The S&P 500 index was introduced to the stock market in 1957 and the index included back tested data to 1925 based on the historical prices of the stocks that made up the index. This provided historical data for comparison with the Dow Industrial Average.
90 Year Market Chart
The following chart shows the 1958-1965 bull market on a 90-year chart with the S&P 500 index plotted as a bar chart with quarterly bars.
Chart 90yr: 1958-1965 Bull Market
As can be readily observed from the long-term 90-year market chart, the 1958-1965 bull market is just one of many bull markets that have occurred.
The 90-year market chart also shows an 80-quarters (20-year) simple moving average which has spent most of the last ninety years trending upwards. This shows that over the long-term the market has broadly continued higher as the moving average followed the S&P 500 index higher.
20-year Market Chart
The following chart shows the 1958-1965 bull market on a 20-year chart with the S&P 500 index plotted as a monthly bar chart.
Chart 20yr: 1958-1965 Bull Market
A 12-month simple moving average is also plotted on the 20-year market chart. The 12-month moving average is a useful indicator used in Technical Analysis for highlighting market cycles.
As the 20-year market chart shows, the 12-month moving average followed the 1958-1965 bull market higher, which was spurred on with strong economic growth fueled by tax-cuts, fast growing wages and high GDP growth.
Most investors new to the stock market are under the impression that the stock market only moves in the direction of the current market cycle.

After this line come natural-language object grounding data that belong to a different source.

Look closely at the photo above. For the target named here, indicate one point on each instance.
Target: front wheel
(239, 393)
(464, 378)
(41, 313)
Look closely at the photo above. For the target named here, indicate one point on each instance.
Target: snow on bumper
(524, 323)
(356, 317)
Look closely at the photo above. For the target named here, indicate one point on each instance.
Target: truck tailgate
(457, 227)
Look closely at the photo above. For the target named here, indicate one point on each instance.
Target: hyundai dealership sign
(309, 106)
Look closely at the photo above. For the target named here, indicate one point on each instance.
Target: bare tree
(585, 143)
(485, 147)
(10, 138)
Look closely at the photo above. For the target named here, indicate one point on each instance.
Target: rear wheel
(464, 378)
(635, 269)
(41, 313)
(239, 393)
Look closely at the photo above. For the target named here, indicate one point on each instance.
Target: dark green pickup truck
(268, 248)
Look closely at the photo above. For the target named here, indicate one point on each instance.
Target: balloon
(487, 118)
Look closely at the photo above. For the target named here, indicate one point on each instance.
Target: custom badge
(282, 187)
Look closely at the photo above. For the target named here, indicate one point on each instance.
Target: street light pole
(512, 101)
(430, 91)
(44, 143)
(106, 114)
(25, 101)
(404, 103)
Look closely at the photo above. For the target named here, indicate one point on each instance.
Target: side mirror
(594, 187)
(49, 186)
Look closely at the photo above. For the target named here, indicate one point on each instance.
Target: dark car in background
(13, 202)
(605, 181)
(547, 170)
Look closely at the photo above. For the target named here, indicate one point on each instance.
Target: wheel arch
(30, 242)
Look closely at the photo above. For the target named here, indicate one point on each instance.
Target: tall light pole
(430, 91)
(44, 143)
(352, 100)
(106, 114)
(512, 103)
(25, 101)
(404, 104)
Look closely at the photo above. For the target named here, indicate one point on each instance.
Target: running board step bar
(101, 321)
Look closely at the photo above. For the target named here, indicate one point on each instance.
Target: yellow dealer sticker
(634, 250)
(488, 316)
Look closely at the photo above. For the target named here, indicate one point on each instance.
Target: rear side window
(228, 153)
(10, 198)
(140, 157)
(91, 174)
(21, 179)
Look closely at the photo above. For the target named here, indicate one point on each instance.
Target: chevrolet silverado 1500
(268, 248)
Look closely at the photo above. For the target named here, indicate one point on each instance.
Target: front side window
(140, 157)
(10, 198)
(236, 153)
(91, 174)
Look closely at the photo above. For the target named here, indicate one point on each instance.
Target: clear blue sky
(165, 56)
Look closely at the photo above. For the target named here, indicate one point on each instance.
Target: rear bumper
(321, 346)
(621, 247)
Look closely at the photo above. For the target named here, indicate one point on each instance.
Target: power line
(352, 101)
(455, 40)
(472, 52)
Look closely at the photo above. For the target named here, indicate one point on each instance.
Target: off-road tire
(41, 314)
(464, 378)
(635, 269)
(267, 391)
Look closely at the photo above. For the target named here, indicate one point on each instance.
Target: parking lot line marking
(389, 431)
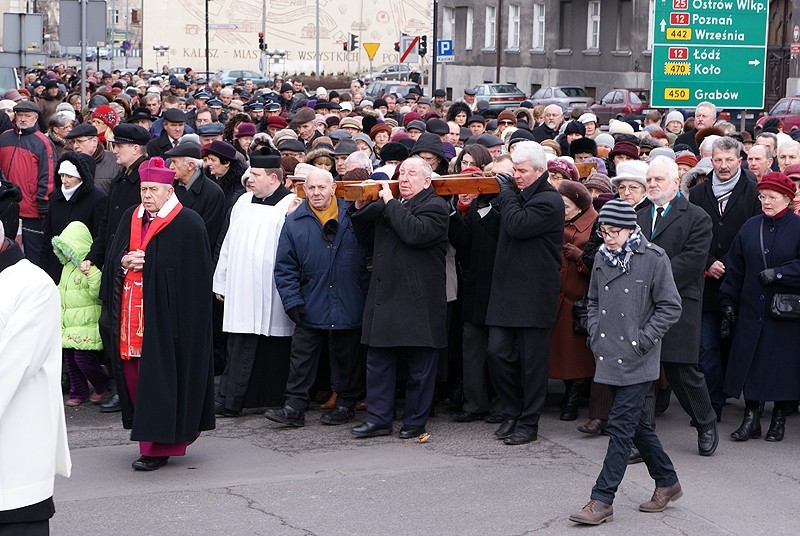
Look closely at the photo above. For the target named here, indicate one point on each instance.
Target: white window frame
(539, 11)
(593, 25)
(490, 35)
(468, 32)
(448, 23)
(514, 11)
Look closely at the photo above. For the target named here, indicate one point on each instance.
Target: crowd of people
(630, 263)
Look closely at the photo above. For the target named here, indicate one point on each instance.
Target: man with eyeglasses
(84, 140)
(684, 231)
(730, 199)
(548, 130)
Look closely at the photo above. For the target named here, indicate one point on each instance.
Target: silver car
(568, 97)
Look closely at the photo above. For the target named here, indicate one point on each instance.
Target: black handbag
(580, 317)
(784, 306)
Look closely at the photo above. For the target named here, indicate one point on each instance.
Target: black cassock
(175, 392)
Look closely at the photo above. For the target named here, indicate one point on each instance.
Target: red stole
(131, 329)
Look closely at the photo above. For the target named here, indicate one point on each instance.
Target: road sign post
(709, 50)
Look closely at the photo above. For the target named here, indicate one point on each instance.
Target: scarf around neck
(621, 258)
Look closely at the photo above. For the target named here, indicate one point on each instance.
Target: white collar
(166, 209)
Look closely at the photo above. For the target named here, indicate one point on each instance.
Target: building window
(448, 23)
(538, 26)
(468, 33)
(593, 26)
(491, 27)
(513, 26)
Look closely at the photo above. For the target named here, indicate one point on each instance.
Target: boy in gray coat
(632, 303)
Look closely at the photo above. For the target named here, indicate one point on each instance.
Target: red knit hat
(154, 170)
(778, 182)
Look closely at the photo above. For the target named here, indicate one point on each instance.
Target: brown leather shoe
(662, 497)
(593, 426)
(331, 402)
(594, 513)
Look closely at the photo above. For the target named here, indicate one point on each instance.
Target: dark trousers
(519, 359)
(32, 238)
(381, 383)
(345, 351)
(476, 379)
(628, 422)
(690, 389)
(710, 360)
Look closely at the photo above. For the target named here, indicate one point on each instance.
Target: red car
(619, 103)
(787, 110)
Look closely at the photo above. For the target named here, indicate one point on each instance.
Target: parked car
(499, 96)
(787, 110)
(389, 72)
(619, 103)
(229, 77)
(377, 89)
(568, 97)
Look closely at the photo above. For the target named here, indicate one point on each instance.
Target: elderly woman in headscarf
(570, 359)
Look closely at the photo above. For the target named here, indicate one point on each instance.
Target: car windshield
(504, 88)
(570, 92)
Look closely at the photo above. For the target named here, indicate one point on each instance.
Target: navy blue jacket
(327, 278)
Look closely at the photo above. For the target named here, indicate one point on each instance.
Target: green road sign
(709, 50)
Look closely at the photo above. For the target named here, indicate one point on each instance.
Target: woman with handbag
(570, 359)
(760, 298)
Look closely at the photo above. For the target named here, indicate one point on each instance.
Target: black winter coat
(10, 196)
(175, 392)
(527, 267)
(86, 205)
(742, 205)
(684, 233)
(475, 240)
(406, 302)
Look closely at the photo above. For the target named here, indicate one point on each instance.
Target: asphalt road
(253, 477)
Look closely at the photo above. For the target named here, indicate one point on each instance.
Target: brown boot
(331, 402)
(594, 513)
(662, 497)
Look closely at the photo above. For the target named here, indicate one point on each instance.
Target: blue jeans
(710, 361)
(628, 423)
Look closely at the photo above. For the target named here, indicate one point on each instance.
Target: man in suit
(406, 306)
(730, 199)
(525, 281)
(683, 231)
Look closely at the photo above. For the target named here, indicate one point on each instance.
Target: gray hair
(709, 105)
(668, 163)
(726, 143)
(359, 158)
(529, 151)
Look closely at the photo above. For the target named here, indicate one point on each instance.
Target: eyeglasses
(611, 233)
(770, 198)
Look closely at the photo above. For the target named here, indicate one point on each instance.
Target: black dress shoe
(708, 440)
(150, 463)
(467, 416)
(111, 405)
(506, 429)
(287, 415)
(222, 411)
(635, 456)
(369, 429)
(495, 417)
(340, 415)
(520, 438)
(410, 432)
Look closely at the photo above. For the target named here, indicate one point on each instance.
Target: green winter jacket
(80, 302)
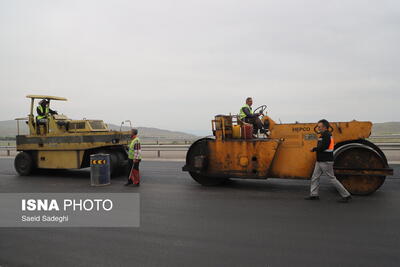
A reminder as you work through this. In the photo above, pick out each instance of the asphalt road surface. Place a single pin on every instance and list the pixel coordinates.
(243, 223)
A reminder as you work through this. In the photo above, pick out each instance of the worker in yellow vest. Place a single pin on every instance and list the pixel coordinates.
(134, 158)
(247, 115)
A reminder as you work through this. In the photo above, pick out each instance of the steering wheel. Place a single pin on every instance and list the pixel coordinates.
(330, 129)
(262, 108)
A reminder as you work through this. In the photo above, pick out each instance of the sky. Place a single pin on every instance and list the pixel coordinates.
(175, 64)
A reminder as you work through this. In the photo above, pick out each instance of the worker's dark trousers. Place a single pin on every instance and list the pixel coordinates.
(134, 174)
(257, 124)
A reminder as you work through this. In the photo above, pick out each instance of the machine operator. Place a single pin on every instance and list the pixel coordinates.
(43, 112)
(246, 114)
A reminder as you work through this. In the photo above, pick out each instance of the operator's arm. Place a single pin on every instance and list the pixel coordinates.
(52, 112)
(39, 112)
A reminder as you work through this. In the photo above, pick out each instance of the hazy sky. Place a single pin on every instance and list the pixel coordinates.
(175, 64)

In reality, the stock market moves in cycles and alternates between bull markets (where stock prices broadly increase) and bear markets (where stock prices broadly decline).
Fortunately for investors, bull markets are usually longer than bear markets. This means that stock prices spend more time increasing in value than they do losing value.
Bull markets last anywhere from two years to around a decade, whereas bear markets are shorter and usually last a year or two and sometimes three.
8-year Market Chart
The 1958-1965 bull market is shown again with a shorter time-frame on an 8-year chart plotted as a weekly bar chart.
Chart 8yr: 1958-1965 Bull Market
The shorter time-frame provides more detail. As the chart shows, the 1958-1965 bull market started in December 1957 and lasted for eight years.
The S&P 500 index gained around 130% and the bull market ended in February 1966 with the 1966 Bear market.
The 1958-1965 bull market also had a correction in 1960 and another correction in 1962. market corrections are more severe than simple market pullbacks which normally appear in bull markets. With corrections, the market loses more and/or they last longer than pullbacks.
Market Chart: Rallies and Pullbacks
The 1958-1965 bull market is shown again with an 8-year line chart and two moving average indicators.
Chart MA: 1958-1965 Bull Market
The above line chart for the S&P 500 index shows a 52-week (long-term) and a 12-week (short-term) simple moving average.
The 52-week moving average (purple line) broadly slopes upward following the bull market, but is interrupted with the 1960 and 1962 market corrections.
The 12-week moving average (orange line) broadly identifies the rallies and pullbacks that occurred.
The bull market started with the rally in December 1957 (noted on the chart with the first RL - which stands for Relative Low). This rally ended in July 1959 (the first RH - Relative High).
What followed was a minor bear market called a market correction. The sequence of pullbacks and rallies continues through to October 1960 (the 4th RL). This correction is analyzed separately in the 1960 market correction.
The S&P 500 index then continues to rally until it peaks in December 1961 (6th RH). The market then sold down with a severe pullback, the 1962 market correction which is analyzed separately.
After the 1962 market correction the bull market continues until it peaks in February 1966 (8Th RH).
The 1966 Bear market then followed the 1958-1965 bull market.